Satur

el Punki

 

Samarcanda

´80

´82

958

             

 

Sus andares eran propios de los 18, cuando un cuerpo pasando por los sitios parece más una declaración de principios que una mera presencia: éste era el DNI de Satur el Punki. Podría describirlo como una ostentación del movimiento de caderas un poco más allá del necesario para caminar adecuadamente: pero no mucho, para no dar lugar a equívocos sobre su identidad sexual, indiscutible. También un movimiento alternativo y simultáneo de hombros, además de un ligero balanceo del tronco… poco más.

El caso es que así Satur el Punki venía a decir sin palabras: “Aquí estoy yo”, como si eso fuera lo más importante del mundo. A él se lo parecía y por extensión a todos sus amigos, pero también a los conocidos entre los que me encontraba yo, compañero de clase en el Instituto Tele Visión.

Claro, que Satur el Punki pertenecía a la élite de los 16 años: ese grupito de gentecillas malévolas con vocación de malditas, en aquella época… fumadores de porros, frecuentadores de ambientes marginales y por lo mismo magnéticos para las féminas. Eso significaba también que los del montón sentíamos por la gente como Satur el Punki una especie de envidia algo equívoca: por una parte, nos habría gustado poder movernos en aquellos ambientes, idealizados pero prohibidos; pero por otro lado, no queríamos pagar el precio que significaba acceder a aquel misterio.

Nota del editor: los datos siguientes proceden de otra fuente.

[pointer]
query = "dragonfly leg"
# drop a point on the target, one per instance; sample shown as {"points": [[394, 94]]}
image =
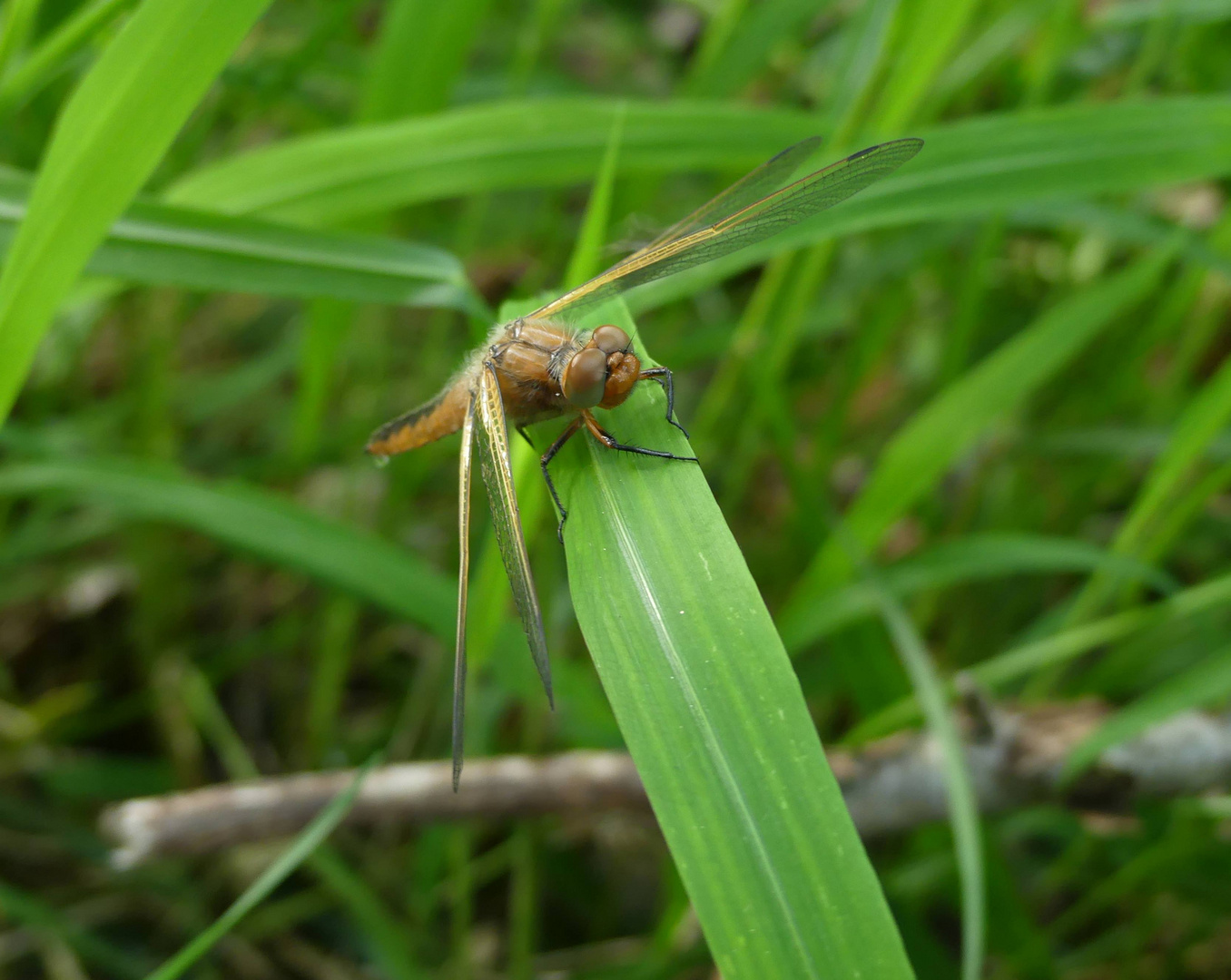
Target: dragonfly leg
{"points": [[663, 376], [611, 442], [547, 458]]}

Malas notas y conflictos en casa y en la calle, sin duda alguna: éste era el precio. Cuando salían las notas nadie esperaba menos de Satur el Punki y toda su pandilla que un montón de suspensos entre sus carcajadas de suficiencia, practicadas como desafío a lo establecido; pero tampoco nadie esperaba más, condenados como estaban ya a ese margen imposible que todos aceptaban: los de dentro y los de fuera de su círculo. Un círculo que –aunque por la parte inferior– también era considerado elitista. Cercano a la delincuencia y tonteando con la droga.

Pero en el fondo Satur el Punki era una buena persona: lo supe una mañana, paseando por el barrio de mala fama en el que se ubicaba el Instituto Tele Visión. Yo había salido con mis colegas habituales a dar una vuelta durante el rato de recreo. En un recodo de lo más normal nos abordaron unos macarrillas de nuestra misma edad: 15-16 años. Les había gustado mi camiseta de AC/DC y la querían para ellos, así que yo corría el riesgo de volver al instituto medio en pelotas… igual que pocos días antes un compañero volvió con un ojo morado por una miseria de calderilla. Suerte que en mi caso, en plena negociación/rendición apareció Satur el Punki y les dijo en tono cómplice: “Dejadle, que es colega mío”. Dicho y hecho, la pandilla desapareció para mi fortuna. Infinito agradecimiento a Satur el Punki y lección aprendida: jamás volví con aquella camiseta al Instituto Tele Visión.

Pasaron los años, aunque no muchos… cuatro o cinco; volví a coincidir con Satur el Punki: fue un día que llevó un paquete a casa de mis padres. Trabajaba en una empresa de transportes, había cambiado su antigua indumentaria negra por el uniforme amarillo y azul que ahora le proporcionaban sus jefes. Eso sí: el rostro macilento y sus ojos inquietantemente azules los conservaba iguales, aunque la sonrisa ya no me pareció tan maldita, sino más bien digna de compasión. Satur el Punki había pasado de ser cabeza de ratón a cola de león en el reparto social de papeles.

Por allí se quedó, imagino que incapaz de volver a despuntar en nada para el resto de su vida… casualmente su hermana fue uno de mis compañeros de viaje durante la aventura de mi primer volumen publicado, La generación Ñ, unos años más tarde, allá por el ’89. Fue la última noticia que tuve de Satur el Punki: indirecta y de rebote. Toda una metáfora.